Businesses can help Australia’s step-up in the Pacific

Authors: Anthony Bergin and Rebecca Moore

Scott Morrison hardhatAS part of the Australian government’s Pacific push, Prime Minister Scott Morrison has announced an Australian infrastructure financing facility to support essential infrastructure development in the region.

The move echoes earlier calls from the Labor Party; shadow foreign minister Penny Wong first raised the issue in July and Labor leader Bill Shorten committed a future Labor government to establishing a government-backed infrastructure investment bank in the Pacific in October.

But our commendable bipartisan Pacific step-up has so far neglected the key role that Australia’s business sector can play in developing relations with our Pacific neighbours. It’s the missing link in our Pacific policy.

If we’re to achieve the foreign policy white paper’s ambition to ‘integrate Pacific countries into the Australian and New Zealand economies and our security institutions’, businesses need to be incorporated into our foreign policy approach with our near abroad. The private sector is estimated to generate 90 per cent of jobs in the developing world, fund 60 per cent of all investments and provide more than 80 per cent of government revenues.

In a new ASPI Strategic Insights report, we examine the current Australian business relationship with the Pacific and its potential for growth.

While a large number of Australian medium-sized companies operate successfully in the Pacific, we’re squandering opportunities to strengthen the role of our business and investment community in our relationships with our Pacific island neighbours.

Within the Australian institutional superannuation market, the pool of private-sector capital able to invest in infrastructure is around $2.5 trillion. But no large Australian superannuation institution is looking to the Pacific for infrastructure opportunities.

The paper looks at the barriers preventing increased private-sector engagement and makes recommendations for government and business to help create stronger, lasting business engagement in the Pacific.

Australian aid and defence relationships with the Pacific islands are already well developed. But the business relationship is the wobbliest leg on our Pacific engagement table. Australian banks are slowly withdrawing from the region. Trade with the region equates to only 1.3 per cent of Australia’s total trade (of which Papua New Guinea makes up more than half). Our investment in the region is even smaller.

Some significant barriers and challenges may play a role in preventing Australian businesses from stepping up their engagement in the Pacific. At times, there’s a regional perception that Australia is talking down to island leaders when it comes to the role of business. A lack of equivalent government representation on the Australian side at many formal Pacific conferences and events also creates a perception that Australia flies over the Pacific on its way to other markets.

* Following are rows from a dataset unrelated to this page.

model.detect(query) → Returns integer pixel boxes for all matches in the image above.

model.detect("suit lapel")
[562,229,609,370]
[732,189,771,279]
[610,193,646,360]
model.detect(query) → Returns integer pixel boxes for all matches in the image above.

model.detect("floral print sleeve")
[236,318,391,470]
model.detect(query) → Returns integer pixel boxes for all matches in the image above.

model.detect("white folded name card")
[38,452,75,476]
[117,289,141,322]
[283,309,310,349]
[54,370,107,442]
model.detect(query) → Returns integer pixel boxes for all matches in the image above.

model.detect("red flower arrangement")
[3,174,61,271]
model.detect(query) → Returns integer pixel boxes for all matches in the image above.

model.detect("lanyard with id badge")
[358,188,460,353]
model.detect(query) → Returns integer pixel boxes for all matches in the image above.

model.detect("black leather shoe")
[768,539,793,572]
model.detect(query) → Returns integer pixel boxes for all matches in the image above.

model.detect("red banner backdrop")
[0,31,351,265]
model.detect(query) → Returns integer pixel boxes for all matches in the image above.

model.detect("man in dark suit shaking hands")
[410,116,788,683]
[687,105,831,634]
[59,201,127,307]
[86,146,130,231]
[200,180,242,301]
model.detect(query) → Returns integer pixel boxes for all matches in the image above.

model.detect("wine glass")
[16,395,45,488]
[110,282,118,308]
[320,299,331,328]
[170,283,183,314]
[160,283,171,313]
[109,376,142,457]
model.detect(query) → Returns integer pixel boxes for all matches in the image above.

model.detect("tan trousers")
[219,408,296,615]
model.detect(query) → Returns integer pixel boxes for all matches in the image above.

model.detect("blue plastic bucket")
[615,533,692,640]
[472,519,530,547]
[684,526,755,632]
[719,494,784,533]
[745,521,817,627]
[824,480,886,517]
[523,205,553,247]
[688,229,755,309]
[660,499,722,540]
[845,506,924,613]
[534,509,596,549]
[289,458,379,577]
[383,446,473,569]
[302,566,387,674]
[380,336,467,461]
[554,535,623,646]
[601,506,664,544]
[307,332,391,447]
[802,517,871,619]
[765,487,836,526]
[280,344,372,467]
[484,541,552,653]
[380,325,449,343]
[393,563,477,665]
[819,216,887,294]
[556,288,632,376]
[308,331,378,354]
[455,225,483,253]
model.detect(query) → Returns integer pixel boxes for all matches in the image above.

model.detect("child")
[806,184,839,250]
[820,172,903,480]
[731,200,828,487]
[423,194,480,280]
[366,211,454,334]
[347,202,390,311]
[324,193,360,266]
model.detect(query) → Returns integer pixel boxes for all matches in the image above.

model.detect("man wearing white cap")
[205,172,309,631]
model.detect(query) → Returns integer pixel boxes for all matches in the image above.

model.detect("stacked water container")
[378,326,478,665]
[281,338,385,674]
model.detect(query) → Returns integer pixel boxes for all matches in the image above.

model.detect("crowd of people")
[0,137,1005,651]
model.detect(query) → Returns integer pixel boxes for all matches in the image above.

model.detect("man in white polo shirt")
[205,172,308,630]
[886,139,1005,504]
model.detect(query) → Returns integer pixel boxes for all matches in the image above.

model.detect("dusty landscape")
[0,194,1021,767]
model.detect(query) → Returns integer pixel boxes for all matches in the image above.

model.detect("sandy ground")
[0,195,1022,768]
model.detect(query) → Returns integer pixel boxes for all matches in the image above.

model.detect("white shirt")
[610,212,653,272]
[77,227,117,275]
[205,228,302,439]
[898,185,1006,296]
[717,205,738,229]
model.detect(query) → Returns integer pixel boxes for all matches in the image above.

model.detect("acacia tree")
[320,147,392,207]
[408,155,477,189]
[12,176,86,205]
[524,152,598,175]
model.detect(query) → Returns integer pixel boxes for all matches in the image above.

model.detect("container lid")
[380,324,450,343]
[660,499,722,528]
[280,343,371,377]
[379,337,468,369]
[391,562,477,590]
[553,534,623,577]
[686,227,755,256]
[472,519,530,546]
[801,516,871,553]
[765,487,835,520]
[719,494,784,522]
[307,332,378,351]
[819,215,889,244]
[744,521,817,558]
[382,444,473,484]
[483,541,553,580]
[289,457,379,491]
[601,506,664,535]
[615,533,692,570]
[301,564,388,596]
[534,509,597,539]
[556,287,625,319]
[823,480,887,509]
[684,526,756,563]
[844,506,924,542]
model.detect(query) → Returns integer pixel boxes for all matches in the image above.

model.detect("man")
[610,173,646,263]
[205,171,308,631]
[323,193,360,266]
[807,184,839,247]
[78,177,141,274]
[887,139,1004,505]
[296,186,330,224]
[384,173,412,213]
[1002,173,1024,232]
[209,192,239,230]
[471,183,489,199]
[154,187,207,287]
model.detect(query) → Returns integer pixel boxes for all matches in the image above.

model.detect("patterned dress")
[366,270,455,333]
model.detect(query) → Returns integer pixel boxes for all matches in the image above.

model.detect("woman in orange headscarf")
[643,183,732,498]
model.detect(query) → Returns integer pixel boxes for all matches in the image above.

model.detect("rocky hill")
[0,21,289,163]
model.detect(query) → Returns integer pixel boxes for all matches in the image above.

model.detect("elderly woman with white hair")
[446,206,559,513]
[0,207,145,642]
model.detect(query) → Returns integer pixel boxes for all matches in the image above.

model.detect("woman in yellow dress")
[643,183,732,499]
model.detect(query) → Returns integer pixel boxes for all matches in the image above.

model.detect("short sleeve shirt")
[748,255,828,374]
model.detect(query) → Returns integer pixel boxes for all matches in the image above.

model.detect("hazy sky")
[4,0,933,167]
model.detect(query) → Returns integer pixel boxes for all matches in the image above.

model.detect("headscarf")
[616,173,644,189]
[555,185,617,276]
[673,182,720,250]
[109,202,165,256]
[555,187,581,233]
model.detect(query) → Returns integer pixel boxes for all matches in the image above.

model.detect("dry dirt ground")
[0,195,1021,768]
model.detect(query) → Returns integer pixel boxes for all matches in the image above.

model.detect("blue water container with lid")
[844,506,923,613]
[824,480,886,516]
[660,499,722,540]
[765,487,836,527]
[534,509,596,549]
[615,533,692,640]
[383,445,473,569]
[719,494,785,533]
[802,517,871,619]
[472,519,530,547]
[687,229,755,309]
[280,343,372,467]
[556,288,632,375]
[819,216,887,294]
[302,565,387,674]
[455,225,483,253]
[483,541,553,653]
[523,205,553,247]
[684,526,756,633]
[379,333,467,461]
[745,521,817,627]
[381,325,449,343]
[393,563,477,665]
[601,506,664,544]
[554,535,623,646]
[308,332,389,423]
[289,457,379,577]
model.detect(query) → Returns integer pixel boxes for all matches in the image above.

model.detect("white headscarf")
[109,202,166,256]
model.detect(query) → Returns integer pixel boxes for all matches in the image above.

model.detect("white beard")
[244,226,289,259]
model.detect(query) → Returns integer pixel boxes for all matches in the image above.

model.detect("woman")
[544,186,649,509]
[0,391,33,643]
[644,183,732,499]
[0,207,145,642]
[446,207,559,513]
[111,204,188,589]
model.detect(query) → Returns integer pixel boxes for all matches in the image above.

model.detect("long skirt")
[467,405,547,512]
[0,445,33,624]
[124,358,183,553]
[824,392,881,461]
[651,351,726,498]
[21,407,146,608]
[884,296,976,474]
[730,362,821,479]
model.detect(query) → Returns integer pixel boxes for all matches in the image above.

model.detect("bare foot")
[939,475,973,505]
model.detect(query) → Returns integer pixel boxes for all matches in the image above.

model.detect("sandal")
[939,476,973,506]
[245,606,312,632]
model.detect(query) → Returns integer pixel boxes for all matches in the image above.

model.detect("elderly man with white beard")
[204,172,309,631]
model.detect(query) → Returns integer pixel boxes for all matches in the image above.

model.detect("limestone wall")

On the business side, many leaders of Australian firms believe that investing in the Pacific islands is risky, as companies may be exposed to currency, credit and sovereign risks simultaneously.

Many barriers can be attributed to a lack of experience and knowledge of the Pacific among Australian businesses, combined with a lack of information-sharing between the public and private sectors about the business environment and opportunities in the region.

There’s lots of potential to forge stronger commercial relationships in a range of different sectors. Australian businesses can capitalise on the great demand for renewable energy in the Pacific, driven by the existential risk of climate change and the islands’ excessive reliance on fossil fuels.

Agriculture is the biggest employer in the region and a large source of untapped potential for Australian commercial engagement. Alongside government, Australian businesses can become more involved in disaster response. The recent commitment from Australia, Japan, New Zealand and the US to help provide power to 70 per cent of PNG by 2030 will require massive private-sector support.

The government should consider the following recommendations:

  • Australia should share specific state and local government expertise by increasing sister-state relationships. Queensland, for example, has experience in mining, cyclone response and agriculture.
  • Relationships between high-level economic officials in the Australian and Pacific island governments should be strengthened to create a more business-friendly environment in the region.
  • DFAT, with its Pacific counterparts, should create a robust flow of information by organising regular tours for Australian investors of the main infrastructure projects in the Pacific.
  • Select private-sector executives should be endorsed by the government as ‘trade advisers’ to provide advice to government officials and represent the private sector at Pacific ministerial conferences.
  • Austrade’s Pacific operations should be reviewed. Currently, it has no representative in the area between Port Moresby and Auckland.
  • The Australian government should create an insurance institution specifically designed to alleviate risk for Australian businesses that want to engage in the Pacific. It would insure against sovereign and liquidity risks rather than normal business risks.

We also set out a number of recommendations for the Australian business community. These include engaging more with our aid program, leveraging soft power through business groups like Rotary International, and establishing a new economic dialogue with Pacific business organisations and the Australian government in order to engage Pacific economic ministers and CEOs.

We’re not suggesting we adopt an ‘Australia Inc.’ approach to the region. But now is the time to build a more deliberate and far-reaching partnership between government and business to further Australia’s interests in the Pacific.

Anthony Bergin is a senior analyst at ASPI and a senior research fellow at the Australian National University’s National Security College. Rebecca Moore is a research intern at ASPI. They are co-authors of Partners: Australia’s private sector engagement in the Pacific, released by ASPI today.